Delayed Cell Death after Traumatic Brain Injury : Role of Reactive Oxygen Species

Abstract: Traumatic brain injury (TBI) is a leading cause of death and disability TBI survivors often suffer from severe disturbances of cognition, memory and emotions. Improving the treatment is of great importance, but as of yet no specific neuroprotective treatment has been found. After TBI there are changes in ion homeostasis and protein regulation, causing generation of reactive oxygen species (ROS). Overproduction of ROS can lead to damage cellmembranes, proteins and DNA and secondary cell death. In the present thesis experimental TBI in rats were used to study the effects of the ROS scavengers α-phenyl-N-tert-butyl-nitrone (PBN) and 2-sulfophenyl-N-tert-butyl-nitrone (S-PBN) on morphology, function, intracellular signalling and apoptosis.
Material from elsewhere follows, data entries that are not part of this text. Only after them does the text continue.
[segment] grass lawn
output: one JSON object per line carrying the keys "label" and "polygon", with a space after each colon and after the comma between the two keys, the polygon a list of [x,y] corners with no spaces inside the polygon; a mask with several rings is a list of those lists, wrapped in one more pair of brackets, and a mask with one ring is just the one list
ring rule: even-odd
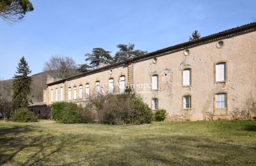
{"label": "grass lawn", "polygon": [[0,165],[254,165],[256,121],[0,121]]}

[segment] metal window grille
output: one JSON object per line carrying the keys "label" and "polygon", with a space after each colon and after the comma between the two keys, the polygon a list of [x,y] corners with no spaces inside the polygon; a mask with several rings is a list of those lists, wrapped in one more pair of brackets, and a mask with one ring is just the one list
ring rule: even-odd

Posttreatment with PBN and S-PBN resulted in attenuation of tissue loss after TBI and S-PBN improved cognitive function evaluated in the Morris water maze (MWM). Pretreatment with PBN protected hippocampal morphology, which correlated to better MWM-performance after TBI.To detect ROS-generation in vivo, a method using 4-hydroxybenzoic acid (4-HBA) microdialysis in the injured cortex was refined. 4-HBA reacts with ROS to form 3,4-DHBA, which can be quantified using HPLC, revealing that ROS-formation was increased for 90 minutes after TBI. It was possible to attenuate the formation significantly with PBN and S-PBN treatment. The activation of extracellular signal-regulated kinase (ERK) is generally considered beneficial for cell survival. However, persistent ERK activation was found in the injured cortex after TBI, coinciding with apoptosis-like cell death 24 h after injury. Pretreatment with the MEK-inhibitor U0126 and S-PBN significantly decreased ERK activation and reduced apoptosis-like cell death. Posttreatment with U0126 or S-PBN showed robust protection of cortical tissue.To conclude: ROS-mediated mechanisms play an important role in secondary cell death following TBI. The observed effects of ROS in intracellular signalling may be important for defining new targets for neuroprotective intervention.